Politicized Universities: A Step Back from Panarchic Character

The conclusion indicated by the title, that politicized universities are anti-panarchic and what this means, can’t be grasped without first explaining panarchy, it not being a widely-known concept.

Panarchy refers to a form of governance in which every person has the freedom to choose his own form of government without changing their locale. A government is not necessarily non-territorial in this concept; it is territorial only if its adherents or members make it territorial by accumulating properties that join one another to create borders.

It is impossible to know in advance the results in institutions and laws of being free to sign on to a government of one’s choice. Panarchy means that governments and possible borders are shaped by competition; but because there is this competition, which involves a person’s freedom of exit and entry, the prediction is that governance will be of higher and improving quality. We may not know the outcomes, but the theory posits that governance produced by free markets in governance will satisfy people’s wants to a higher degree than governments that impose themselves on captive citizens.

It could be possible for one government to be theocratic and legitimate for its willing members, while having a law for its members only that forbade images of its prophet or its God; and it could have a place of worship next to another non-theocratic government in which producing cartoons of a prophet or a God was legal. A libertarian might say that the theocratic law is illegal under libertarian law; a panarchist would not say this. One can imagine many situations by which frictions would arise, however, and this side-by-side solution might give way to putting physical distance between the two churches and governments. However, the members of each government might still be governed by two conflicting laws.

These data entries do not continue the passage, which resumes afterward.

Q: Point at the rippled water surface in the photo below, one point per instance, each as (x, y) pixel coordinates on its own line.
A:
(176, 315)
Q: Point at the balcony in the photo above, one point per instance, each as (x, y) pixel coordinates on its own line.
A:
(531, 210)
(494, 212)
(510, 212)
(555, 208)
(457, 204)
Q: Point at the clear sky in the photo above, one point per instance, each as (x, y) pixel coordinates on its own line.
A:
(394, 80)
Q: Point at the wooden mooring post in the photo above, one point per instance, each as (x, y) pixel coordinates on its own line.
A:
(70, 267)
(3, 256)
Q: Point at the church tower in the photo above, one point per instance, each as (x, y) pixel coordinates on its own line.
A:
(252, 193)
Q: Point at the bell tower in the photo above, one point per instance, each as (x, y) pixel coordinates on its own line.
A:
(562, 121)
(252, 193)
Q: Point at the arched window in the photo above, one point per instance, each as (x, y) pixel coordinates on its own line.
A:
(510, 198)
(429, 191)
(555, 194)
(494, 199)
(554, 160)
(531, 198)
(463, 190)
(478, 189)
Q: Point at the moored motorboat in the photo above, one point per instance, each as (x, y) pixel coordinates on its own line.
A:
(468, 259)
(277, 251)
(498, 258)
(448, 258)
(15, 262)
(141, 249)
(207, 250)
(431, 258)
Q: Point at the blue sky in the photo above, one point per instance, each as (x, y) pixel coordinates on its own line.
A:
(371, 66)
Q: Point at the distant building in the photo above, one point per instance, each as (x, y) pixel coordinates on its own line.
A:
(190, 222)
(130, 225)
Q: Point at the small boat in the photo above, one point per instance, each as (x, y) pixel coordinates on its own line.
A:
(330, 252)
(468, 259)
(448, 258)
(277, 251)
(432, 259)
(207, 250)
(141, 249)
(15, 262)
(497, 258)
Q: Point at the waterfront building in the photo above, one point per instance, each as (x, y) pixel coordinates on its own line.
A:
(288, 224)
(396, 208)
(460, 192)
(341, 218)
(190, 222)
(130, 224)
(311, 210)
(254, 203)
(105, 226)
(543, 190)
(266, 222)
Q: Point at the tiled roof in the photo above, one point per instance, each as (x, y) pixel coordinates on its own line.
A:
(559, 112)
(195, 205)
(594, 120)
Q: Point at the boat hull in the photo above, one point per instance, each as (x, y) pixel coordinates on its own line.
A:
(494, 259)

At present, we have a degree of panarchy, worldwide and local. One may choose a state to live under. There are 193 states in the world to choose from, although free entry and exit are restricted. Within some of these countries, one may choose individual states. The U.S. has 50 of these. Within each state, one may choose numerous subdivisions of local government. Viewing the world as one large territory, it contains numerous governments that, to an extent, are subject to competitive forces. The current solution to panarchy involves borders that demarcate countries, but freedom to enter and exit these countries, or to choose one’s government, is highly restricted. Within a given country, the national government is fixed over that territory, its laws reaching everyone in any locality. Panarchy would mean, for example, that you might live under a minimal low-tax government while your neighbor lived under a maximal high-tax government.

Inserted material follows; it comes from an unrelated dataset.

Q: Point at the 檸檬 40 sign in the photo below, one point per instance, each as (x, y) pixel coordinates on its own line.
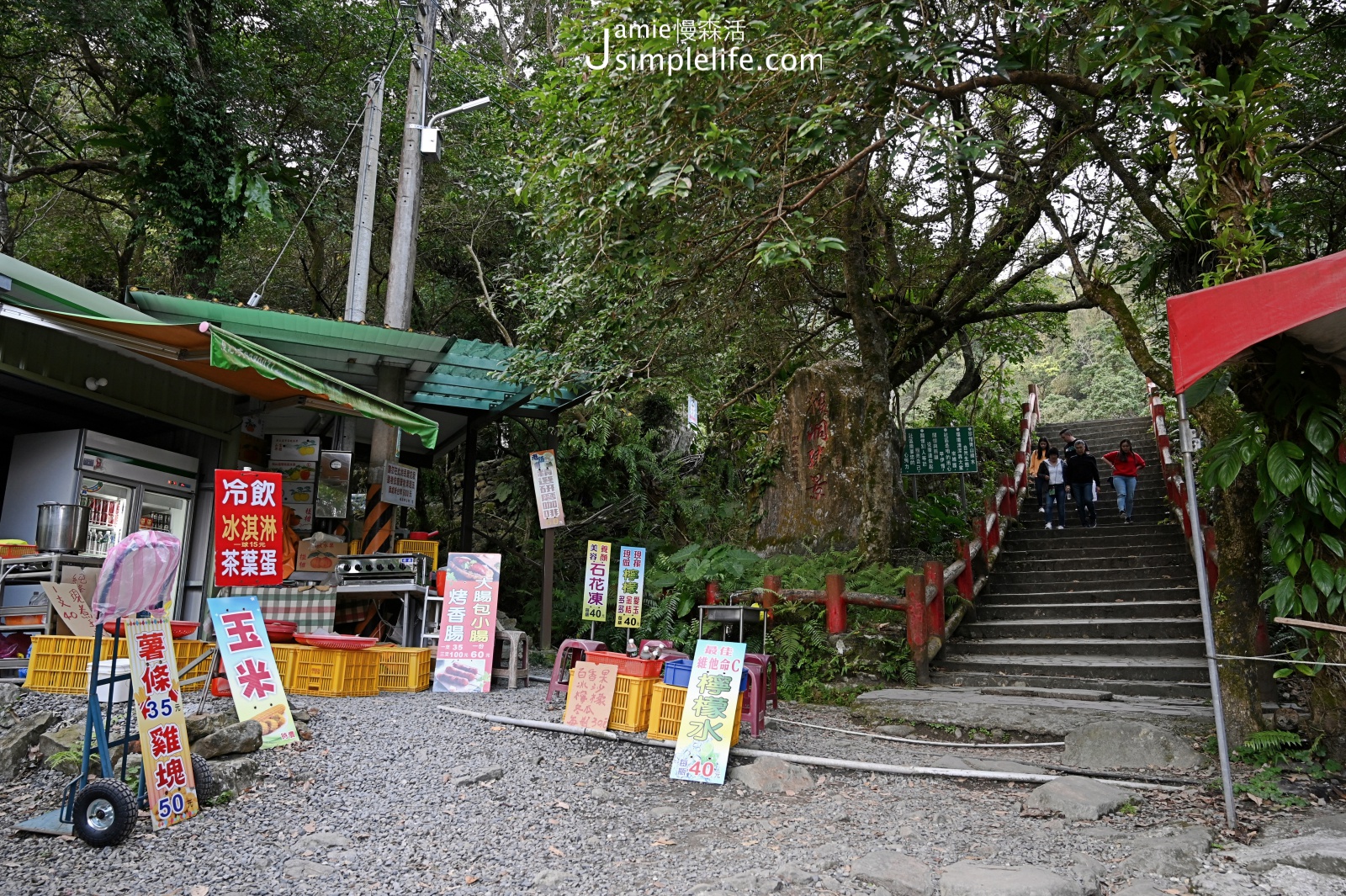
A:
(249, 528)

The outcomes of freedom to choose governments, not necessarily territorial, are unknown; and their dynamic aspects are unknown. We expect quality to improve. We expect people to gravitate to governments that better satisfy their wants. Competition produces such results in free markets, and we expect the same in producing government as in producing pizzas.

It has been possible in America to choose the religion one wants without the places of worship being territorial. A religion, call it Q, didn’t have to locate all its churches in Rhode Island, while another, call it P, located only in Massachusetts. Non-believers, call them A, didn’t have to go to New York City. The solution to different religions living side by side has been panarchic in character.

Universities have been similar in panarchic character, in that a wide range of different kinds, located in different places, have emerged. A given city might accommodate many kinds of schools. By panarchic character, we mean a situation of free choice of an institution regardless of one’s locale. Even public state universities have allowed this, although often charging differential prices for non-residents of the state. Panarchic character extends the concept of panarchy in government to free choice of institutions in other respects, like religion and education.

Within universities, there has always been a certain degree of curriculum, educational character, religion and politics that’s peculiar to that institution. Within many universities, however, many different points of view have historically been typical; and academic freedom reinforced that outcome. This wide range within a given space or locale had panarchic character.

American universities are now undergoing more politicization. A majority of Americans think this is wrong. Politicization means that the university becomes dominated by a single political agenda and education is compromised. The panarchic character, which was consistent with freedom to speak and teach, thereby providing internal competition of courses, curricula and ideas, is reduced in favor of a monopolistic menu of indoctrination of ideas. Politicized universities are a step back from what was a reasonably panarchic system within a given university’s space. Furthermore, as more and more universities are politicized, prospective students have fewer to choose from that are not politicized. The inter-university market is undermined, just as the infra-university market for ideas is undermined.